Monday, January 10, 2022

Agile is Ethical and About Squashing Trolls.


In the early days of internet communities, the conversation was limited to bulletin board systems and the early attempts at instant messaging.  It was a wild and unregulated era.  People got into an intense discussion that would degenerate into personal attacks known as “flame-wars.” Often the online conversation would be a mix of community building and toxic misanthropy.  Other times, communities would sprout up and become repositories for wisdom and trivia in equal measure.  To be an early adopter of the internet, you learn to find the good stuff and avoid the poison.  

The most dangerous people in this new world were called trolls.  According to The Guardian newspaper, they are the type of internet user “…who posts a deliberately erroneous or antagonistic message to a newsgroup or a similar forum intending to elicit a hostile or corrective response.”   Today, social media and the internet appear overrun with these trolls looking to monetize the attention into fame and fortune.  Today on the blog, I want to deal with a troll spreading disinformation about the agile movement. 

Dealing with internet trolls is often like wrestling a pig in a mud puddle.  After lots of exertion, you are dirty and exhausted, and the pig appreciates the exercise.  When a troll is denied the nourishment of attention, the internet troll moves to another topic or potential victim.  It is why a common source of wisdom on the web is “don’t feed the trolls.”  

I spend plenty of time on the professional network LinkedIn.  It is a way to keep in touch with old colleagues and stay on top of industry trends.  Daily, I see articles from solemn people talking about why agile does not work.  Many of these articles follow a similar template and often boil down to organizations being unable or unwilling to apply the information they discover during the agile process to improve.  I liken it to a person who knows they have to quit drinking but journeys to the liquor store because they cannot fathom a life without alcohol.  This week was an exception because someone seeking attention posted an article saying agile was unethical.  I have dedicated my entire career to ethics and agile.  To have someone accuse the agile reformation of being unethical felt like a grievous insult to everything I have stood for professionally.  

Agile, emphasizing transparency and empiricism, is the height of ethical business behavior.  Customers deserve collaboration instead of lengthy contract negotiations.  The manifesto talks about working software being a principal measure of success.  Rather than sticking to a plan, an agile professional will respond to changing conditions and market plans, and being an agile professional means being deadline-focused.  Finally, agile requires you to be good with people and practice radical candor along with dynamic leadership. 

Agile is an accepted part of technology organizations and global business because it works, and its practitioners embrace the highest ethical standards.  The business world is harsh, but it will not tolerate frauds and grifters.  A grifter will alienate everyone and then no one will do business with them, and eventually, a fraud will get caught and go to jail.  

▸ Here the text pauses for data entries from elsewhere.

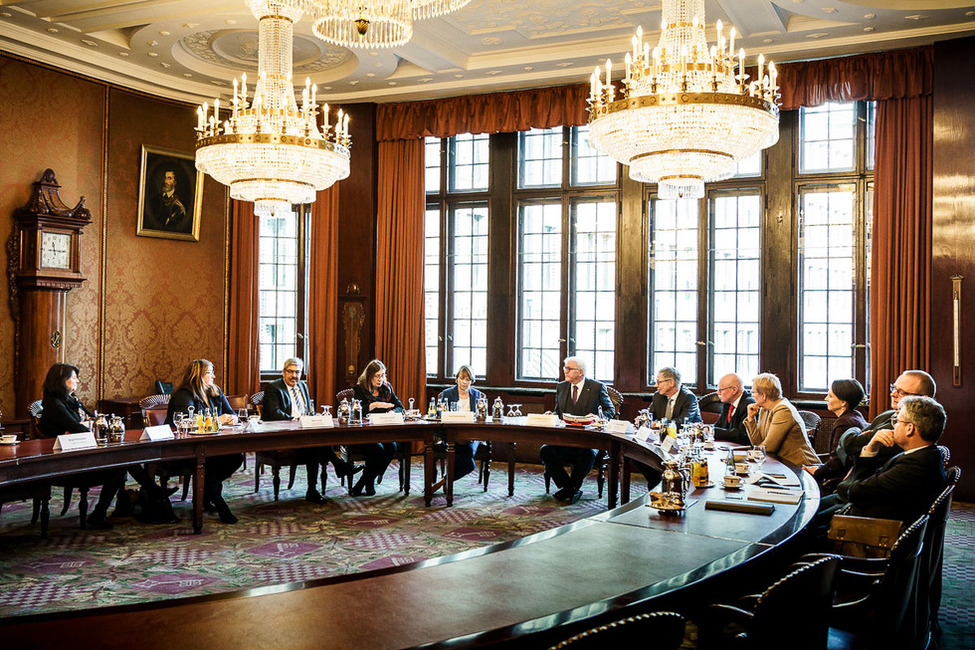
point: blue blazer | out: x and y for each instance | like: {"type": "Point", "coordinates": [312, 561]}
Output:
{"type": "Point", "coordinates": [452, 394]}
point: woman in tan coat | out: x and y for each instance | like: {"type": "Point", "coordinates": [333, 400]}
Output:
{"type": "Point", "coordinates": [774, 422]}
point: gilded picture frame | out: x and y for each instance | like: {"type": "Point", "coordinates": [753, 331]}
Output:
{"type": "Point", "coordinates": [170, 195]}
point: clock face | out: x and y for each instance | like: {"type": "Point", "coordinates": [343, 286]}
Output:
{"type": "Point", "coordinates": [55, 250]}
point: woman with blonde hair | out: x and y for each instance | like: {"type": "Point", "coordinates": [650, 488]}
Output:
{"type": "Point", "coordinates": [774, 422]}
{"type": "Point", "coordinates": [377, 396]}
{"type": "Point", "coordinates": [198, 390]}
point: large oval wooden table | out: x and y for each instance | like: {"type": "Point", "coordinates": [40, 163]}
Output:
{"type": "Point", "coordinates": [527, 593]}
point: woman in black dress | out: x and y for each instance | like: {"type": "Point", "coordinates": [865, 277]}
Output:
{"type": "Point", "coordinates": [198, 390]}
{"type": "Point", "coordinates": [64, 413]}
{"type": "Point", "coordinates": [377, 396]}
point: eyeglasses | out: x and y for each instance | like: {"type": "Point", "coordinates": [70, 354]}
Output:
{"type": "Point", "coordinates": [894, 390]}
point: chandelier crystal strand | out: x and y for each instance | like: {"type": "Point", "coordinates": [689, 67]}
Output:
{"type": "Point", "coordinates": [688, 112]}
{"type": "Point", "coordinates": [271, 151]}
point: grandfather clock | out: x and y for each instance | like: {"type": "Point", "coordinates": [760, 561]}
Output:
{"type": "Point", "coordinates": [43, 265]}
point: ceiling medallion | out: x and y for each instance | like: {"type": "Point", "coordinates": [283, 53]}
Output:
{"type": "Point", "coordinates": [688, 113]}
{"type": "Point", "coordinates": [270, 151]}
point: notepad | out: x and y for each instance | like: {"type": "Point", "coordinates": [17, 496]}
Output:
{"type": "Point", "coordinates": [775, 496]}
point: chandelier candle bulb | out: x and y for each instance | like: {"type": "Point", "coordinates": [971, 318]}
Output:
{"type": "Point", "coordinates": [685, 117]}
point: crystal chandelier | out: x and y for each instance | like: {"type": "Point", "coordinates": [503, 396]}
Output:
{"type": "Point", "coordinates": [372, 23]}
{"type": "Point", "coordinates": [269, 151]}
{"type": "Point", "coordinates": [688, 112]}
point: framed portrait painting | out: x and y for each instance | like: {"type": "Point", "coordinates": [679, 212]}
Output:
{"type": "Point", "coordinates": [170, 195]}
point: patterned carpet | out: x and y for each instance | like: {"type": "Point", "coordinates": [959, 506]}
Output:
{"type": "Point", "coordinates": [274, 542]}
{"type": "Point", "coordinates": [292, 540]}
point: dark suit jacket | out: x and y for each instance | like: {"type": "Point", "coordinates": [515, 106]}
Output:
{"type": "Point", "coordinates": [735, 431]}
{"type": "Point", "coordinates": [685, 408]}
{"type": "Point", "coordinates": [592, 395]}
{"type": "Point", "coordinates": [903, 489]}
{"type": "Point", "coordinates": [852, 442]}
{"type": "Point", "coordinates": [452, 394]}
{"type": "Point", "coordinates": [277, 400]}
{"type": "Point", "coordinates": [183, 398]}
{"type": "Point", "coordinates": [61, 415]}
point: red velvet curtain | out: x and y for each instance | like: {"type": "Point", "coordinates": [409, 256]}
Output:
{"type": "Point", "coordinates": [243, 370]}
{"type": "Point", "coordinates": [900, 269]}
{"type": "Point", "coordinates": [323, 296]}
{"type": "Point", "coordinates": [399, 267]}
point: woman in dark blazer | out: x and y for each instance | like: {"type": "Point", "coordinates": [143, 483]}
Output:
{"type": "Point", "coordinates": [377, 396]}
{"type": "Point", "coordinates": [64, 413]}
{"type": "Point", "coordinates": [198, 390]}
{"type": "Point", "coordinates": [466, 399]}
{"type": "Point", "coordinates": [844, 396]}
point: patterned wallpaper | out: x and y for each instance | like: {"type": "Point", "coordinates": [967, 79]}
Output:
{"type": "Point", "coordinates": [52, 120]}
{"type": "Point", "coordinates": [163, 300]}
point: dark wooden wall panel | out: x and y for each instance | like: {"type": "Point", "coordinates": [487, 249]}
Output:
{"type": "Point", "coordinates": [953, 244]}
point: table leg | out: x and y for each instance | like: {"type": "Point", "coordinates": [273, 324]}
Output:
{"type": "Point", "coordinates": [511, 468]}
{"type": "Point", "coordinates": [614, 474]}
{"type": "Point", "coordinates": [198, 496]}
{"type": "Point", "coordinates": [625, 482]}
{"type": "Point", "coordinates": [429, 465]}
{"type": "Point", "coordinates": [448, 487]}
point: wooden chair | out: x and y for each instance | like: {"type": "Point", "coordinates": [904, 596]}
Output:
{"type": "Point", "coordinates": [811, 421]}
{"type": "Point", "coordinates": [664, 630]}
{"type": "Point", "coordinates": [877, 599]}
{"type": "Point", "coordinates": [274, 459]}
{"type": "Point", "coordinates": [602, 456]}
{"type": "Point", "coordinates": [769, 618]}
{"type": "Point", "coordinates": [934, 542]}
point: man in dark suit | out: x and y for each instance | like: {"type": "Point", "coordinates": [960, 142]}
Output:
{"type": "Point", "coordinates": [734, 409]}
{"type": "Point", "coordinates": [910, 383]}
{"type": "Point", "coordinates": [906, 485]}
{"type": "Point", "coordinates": [286, 399]}
{"type": "Point", "coordinates": [672, 400]}
{"type": "Point", "coordinates": [574, 396]}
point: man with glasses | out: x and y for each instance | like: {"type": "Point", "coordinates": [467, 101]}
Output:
{"type": "Point", "coordinates": [905, 486]}
{"type": "Point", "coordinates": [672, 400]}
{"type": "Point", "coordinates": [574, 396]}
{"type": "Point", "coordinates": [734, 409]}
{"type": "Point", "coordinates": [286, 399]}
{"type": "Point", "coordinates": [910, 383]}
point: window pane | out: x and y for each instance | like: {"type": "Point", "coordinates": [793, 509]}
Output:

Finding an audience is difficult on the internet.  It does not excuse spreading misinformation or outright falsehoods.  Often you feel like a mime in a mosh pit wanting to express yourself and receive the attention you deserve.  When I made my predictions about 2022, I said I wanted to fight misinformation.  Any accusation that Agile is unethical for business should receive a dose of skepticism.  I have paid a high price to be an ethical technology professional and speak truth to power.  I will not feed trolls by letting them get away with spreading erroneous information.